The Europeans criticised the Carter administration for vacillation and inconsistency but remained reluctant to conclude that not just the power of the US presidency but that of the United States itself was in decline. To do so would have been to ask themselves questions about the longer-term direction of European foreign and defence policy to which no one had – or for that matter still has – any credible answers. The almost universal assumption in European capitals is that after a brief “honeymoon” period, serious frictions will develop between the US and the European members of Nato over defence policy and with the Common Market over foreign and possibly, commercial, policy. Some Nato strategists even fear that arguments over arms spending targets and also the deployment of cruise nuclear missiles could weaken the alliance during a period of potentially serious confrontation with the Soviet Union.
(Excerpt) Read more at theguardian.com ...
Ironically, today Reagan is more popular in Russia than any other US President, because they respected him as a leader.
I remember it well. Lots of anger and marches in Europe. Reagan was a war-monger. Nukes would fly. We would all die.
But he ended the Cold War, broke up the USSR, freed Eastern Europe, and united Germany.
Trump’s accomplishments may end up being greater.
Amen

So many great songs predicting Reagan would blow us all up. The Fixx made a career of it.
peace through strenth.
Some that come to mind in addition to Nena-99 Luftballoons:
Men At Work - It’s A Mistake
Genesis - Land of Confusion
Timbuk 3 - Future’s So Bright, I Gotta Wear Shades
Sting - Russians
Fixx - Red Skies at Night
Frankie Goes To Hollywood - Two Tribes
Europe - The Final Countdown
I have a toaster made in “West Germany” it is a nice souvenir of the pre-Reagan World.
How cool
Phil Collins also
Genesis, over the years had several songs about Nuclear war, going all the way back to 1970s “Stagnation” on the Tresspass album.
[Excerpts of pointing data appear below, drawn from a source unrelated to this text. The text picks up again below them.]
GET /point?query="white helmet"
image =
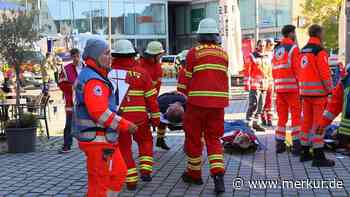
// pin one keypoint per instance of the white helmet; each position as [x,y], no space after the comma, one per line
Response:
[123,47]
[154,48]
[208,26]
[333,60]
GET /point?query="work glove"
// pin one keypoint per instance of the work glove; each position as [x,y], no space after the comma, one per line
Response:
[125,125]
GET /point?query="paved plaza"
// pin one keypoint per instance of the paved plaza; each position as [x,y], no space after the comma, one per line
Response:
[47,173]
Then there’s “Afterglow” from 1977.
I'm a big Reagan fan ( even tho he did do a lot of stupid stuff and I blame that on CIA advisors), but the Gipper just got replaced as best us president ever
1986 amnesty. He got rolled
Don Henley’s The End of the Innocence
From Wikipedia:
Henley ensured there would be two political comments in the video:
At the line “they’re beating plowshares into swords, for this tired old man that we elected king,” a series of campaign posters of U.S. President Ronald Reagan is shown.At the line “lawyers clean up all details,” a television set playing the congressional testimony of Oliver North appears on-screen.
On a lighter note, forgot about “Christmas At Ground Zero” by Weird Al Yankovic lol.
Yep. Henley is a leftist hack, but on the other hand, “Dirty Laundry” could have been written yesterday and every word is just as relevant as it was in 1982.
Yep
Slightly Pre-Reagan, there was “Life During Wartime” (Talking Heads)
Also Pre-Reagan by a decade or so, but Neil Youngs “After the Goldrush”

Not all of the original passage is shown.